Comp111 Assignment 3: sandboxing a process

Overview

A very common problem in process management is to manage the behavior of a process whose source code and behavior you cannot control, e.g., a student-submitted program for a programming class. A systematic problem in grading student programs is that their program can do anything at all that the user who is running the program can do.

One solution to this problem is to create a "sandbox" for the process to be graded, that keeps the process from doing things it should not be able to do. Sandboxing is so important that whole operating systems (most recently, Google Chrome OS -- a version of linux not to be confused with the Chrome browser) have been written to provide the service.

In this assignment, you will write a program that executes another program (e.g., a program to be tested) in a controlled environment. When executing in this environment, the program should only do things that are explicitly allowed according to a predetermined policy, and should be killed (and a note made on stderr) if the program does anything not allowed by the policy.

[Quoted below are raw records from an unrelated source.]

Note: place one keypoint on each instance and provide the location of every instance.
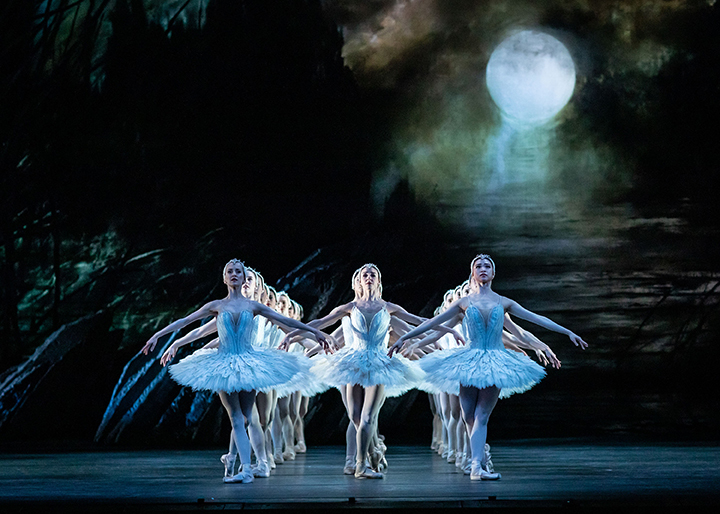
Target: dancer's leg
(455, 426)
(373, 397)
(350, 435)
(444, 403)
(436, 418)
(295, 400)
(276, 433)
(255, 432)
(301, 447)
(286, 427)
(264, 403)
(235, 408)
(477, 405)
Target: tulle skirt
(368, 368)
(257, 369)
(508, 370)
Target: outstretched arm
(526, 339)
(206, 329)
(516, 309)
(438, 320)
(320, 323)
(270, 314)
(209, 309)
(402, 314)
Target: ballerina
(362, 367)
(483, 371)
(234, 368)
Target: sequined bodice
(484, 334)
(235, 331)
(372, 337)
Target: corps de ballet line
(265, 364)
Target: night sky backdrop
(145, 143)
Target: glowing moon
(531, 77)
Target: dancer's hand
(324, 340)
(150, 345)
(168, 355)
(409, 351)
(514, 347)
(547, 357)
(577, 340)
(395, 348)
(458, 337)
(285, 343)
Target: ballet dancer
(362, 367)
(234, 368)
(484, 370)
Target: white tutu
(236, 365)
(484, 362)
(364, 361)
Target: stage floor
(534, 475)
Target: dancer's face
(369, 279)
(483, 271)
(457, 294)
(282, 305)
(272, 300)
(248, 288)
(235, 275)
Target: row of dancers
(462, 356)
(276, 428)
(449, 432)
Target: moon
(531, 77)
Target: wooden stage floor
(539, 475)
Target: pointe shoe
(229, 463)
(478, 473)
(278, 458)
(262, 470)
(467, 469)
(375, 457)
(244, 476)
(488, 459)
(363, 471)
(382, 467)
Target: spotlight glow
(531, 77)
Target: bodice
(235, 331)
(484, 334)
(369, 337)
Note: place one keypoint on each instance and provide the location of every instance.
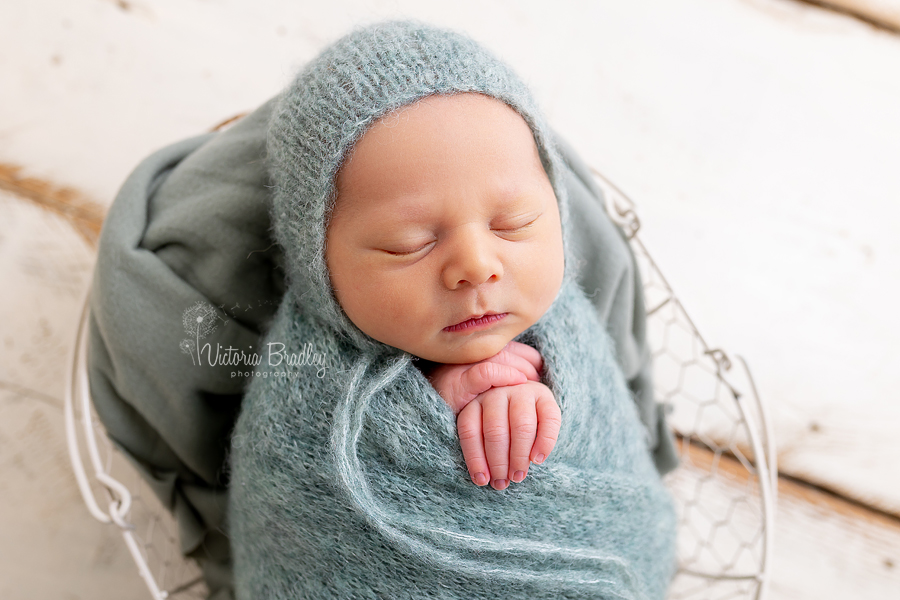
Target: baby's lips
(476, 320)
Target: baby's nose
(473, 259)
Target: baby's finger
(530, 354)
(468, 426)
(504, 357)
(549, 421)
(484, 375)
(495, 417)
(522, 431)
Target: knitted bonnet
(331, 104)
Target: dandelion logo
(199, 321)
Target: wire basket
(724, 490)
(116, 494)
(726, 486)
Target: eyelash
(420, 248)
(408, 253)
(517, 229)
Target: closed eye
(517, 229)
(405, 252)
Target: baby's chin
(472, 352)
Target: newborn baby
(445, 242)
(419, 205)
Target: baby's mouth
(476, 322)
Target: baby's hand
(505, 429)
(498, 434)
(460, 384)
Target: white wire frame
(725, 488)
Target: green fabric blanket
(191, 225)
(353, 485)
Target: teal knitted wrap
(347, 476)
(332, 103)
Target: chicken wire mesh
(724, 489)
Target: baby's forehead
(466, 144)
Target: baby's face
(445, 240)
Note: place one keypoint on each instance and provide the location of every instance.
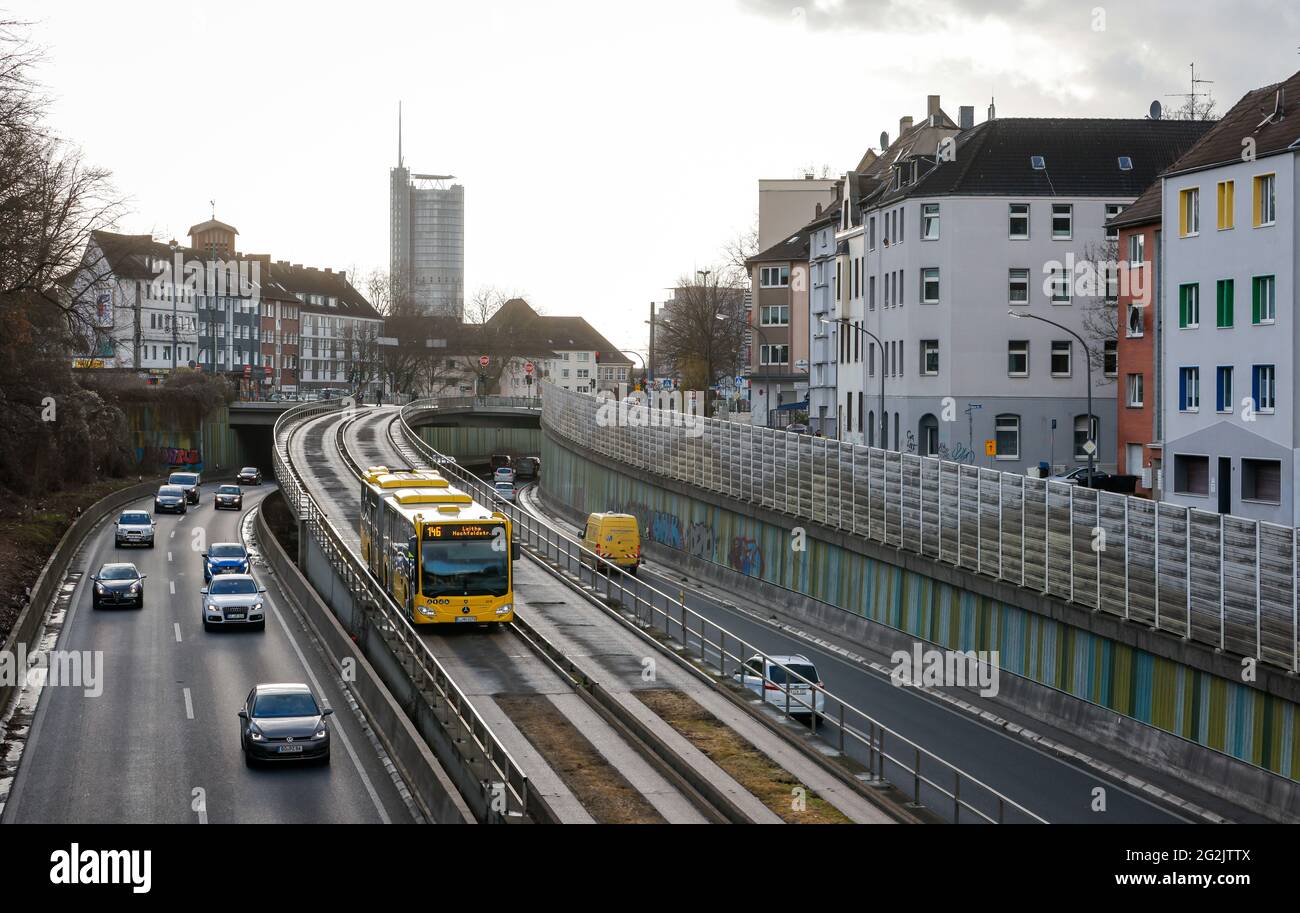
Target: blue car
(225, 558)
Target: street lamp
(1090, 445)
(884, 427)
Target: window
(1135, 321)
(1062, 221)
(1190, 389)
(930, 357)
(1134, 388)
(930, 285)
(1018, 358)
(1006, 431)
(1261, 480)
(1082, 436)
(1018, 221)
(1264, 299)
(1226, 191)
(1018, 286)
(1112, 211)
(1264, 388)
(1223, 388)
(1223, 303)
(1188, 306)
(1136, 249)
(1265, 200)
(930, 221)
(1191, 474)
(1061, 358)
(1060, 284)
(1190, 212)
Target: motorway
(1047, 784)
(161, 741)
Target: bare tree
(703, 330)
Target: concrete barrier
(26, 628)
(438, 799)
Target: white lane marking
(338, 728)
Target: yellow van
(614, 537)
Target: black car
(189, 481)
(117, 585)
(170, 500)
(284, 722)
(228, 497)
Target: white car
(233, 600)
(767, 679)
(134, 527)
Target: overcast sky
(605, 148)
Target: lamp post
(884, 427)
(1090, 445)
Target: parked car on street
(228, 497)
(768, 680)
(134, 527)
(284, 722)
(233, 600)
(170, 500)
(117, 585)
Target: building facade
(1229, 308)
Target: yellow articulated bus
(443, 558)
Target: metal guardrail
(1220, 580)
(481, 752)
(889, 756)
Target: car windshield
(280, 706)
(473, 567)
(776, 675)
(233, 587)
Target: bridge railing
(1225, 582)
(482, 754)
(889, 756)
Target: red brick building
(1139, 432)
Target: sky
(606, 148)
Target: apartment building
(1139, 428)
(1006, 221)
(1229, 310)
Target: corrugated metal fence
(1220, 580)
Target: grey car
(134, 527)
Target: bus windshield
(464, 567)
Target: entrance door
(1225, 483)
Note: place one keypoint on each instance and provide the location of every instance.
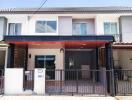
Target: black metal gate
(123, 82)
(29, 80)
(76, 81)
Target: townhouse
(81, 50)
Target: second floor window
(80, 28)
(14, 29)
(45, 27)
(110, 28)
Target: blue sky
(63, 3)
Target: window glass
(114, 28)
(51, 26)
(110, 28)
(80, 28)
(40, 27)
(45, 27)
(14, 29)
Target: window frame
(82, 22)
(14, 29)
(110, 33)
(45, 33)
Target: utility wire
(43, 3)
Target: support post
(109, 68)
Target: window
(48, 62)
(80, 28)
(110, 28)
(45, 27)
(14, 29)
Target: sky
(63, 3)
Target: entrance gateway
(55, 75)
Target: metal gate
(123, 82)
(76, 81)
(29, 80)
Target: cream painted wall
(100, 19)
(124, 57)
(2, 58)
(59, 57)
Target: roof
(67, 10)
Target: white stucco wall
(39, 81)
(13, 81)
(59, 57)
(100, 19)
(124, 56)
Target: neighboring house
(73, 44)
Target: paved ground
(123, 97)
(64, 98)
(54, 98)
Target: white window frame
(110, 28)
(46, 33)
(80, 23)
(13, 23)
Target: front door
(48, 62)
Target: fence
(78, 81)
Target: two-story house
(73, 44)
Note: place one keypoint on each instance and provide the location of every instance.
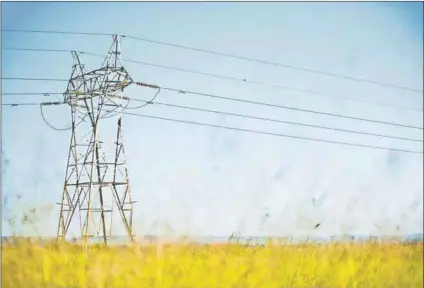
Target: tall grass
(31, 264)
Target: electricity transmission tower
(96, 185)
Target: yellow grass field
(229, 265)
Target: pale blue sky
(212, 182)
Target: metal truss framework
(96, 183)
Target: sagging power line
(270, 133)
(260, 61)
(241, 80)
(247, 117)
(251, 102)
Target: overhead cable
(242, 80)
(258, 118)
(259, 103)
(260, 61)
(272, 134)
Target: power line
(259, 103)
(262, 118)
(34, 79)
(281, 65)
(291, 108)
(271, 134)
(242, 80)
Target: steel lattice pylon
(96, 184)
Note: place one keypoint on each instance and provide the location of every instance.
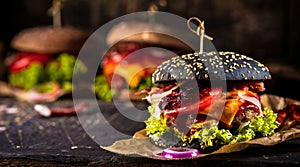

Just to make this interesting, I am going to give you some behaviors to stop and to identify. I will provide several misbehaving programs and you have to keep them from misbehaving. Each program will try to take over the resources of the whole machine and keep everyone from working. To be fair about this, I am going to craft them so that a simple control-C will stop them; in the worst case I could craft them so that this won't work!

Objectives

Your objective is to write a C program watch that, when invoked, runs another given program and attempts to control behaviors of the child process. The program to run should be specified in watch's first argument. E.g.,

watch ./a.out
should invoke your program watch to invoke and watch the execution of the child process a.out. watch should react to several conditions in the child process with preventative actions, and report each prevented behavior and action to stderr.
  1. If the child occupies more than 4 MB of stack memory, it should be killed and this event should be reported. The program 1.c does this.
  2. If the child occupies more than 4 MB of heap memory, it should be killed and this event should be reported. The program 2.c does this.
  3. If the child forks, it should be killed and the event should be reported. The program 3.c does this.
  4. If the child creates a thread, it should be killed and the event should be reported. The program 4.c does this.
  5. If the child opens any file (other than the pre-opened files stdin, stdout, stderr), this should be prevented and the program should be terminated. The program 5.c does this.
When the child dies for any reason -- including a normal exit -- its exit status code, total runtime, number of lines printed to stdout, and (wallclock) time of death should be reported. In all of the above cases, one should:
  1. Report the behavior on stderr.
  2. Kill all instances of the child with an unblockable kill (-9).
  3. Report the child's exit status code, total runtime, number of lines printed to stdout, and (wallclock) time of death, as if it had died normally.
After any of these, the watch program should exit.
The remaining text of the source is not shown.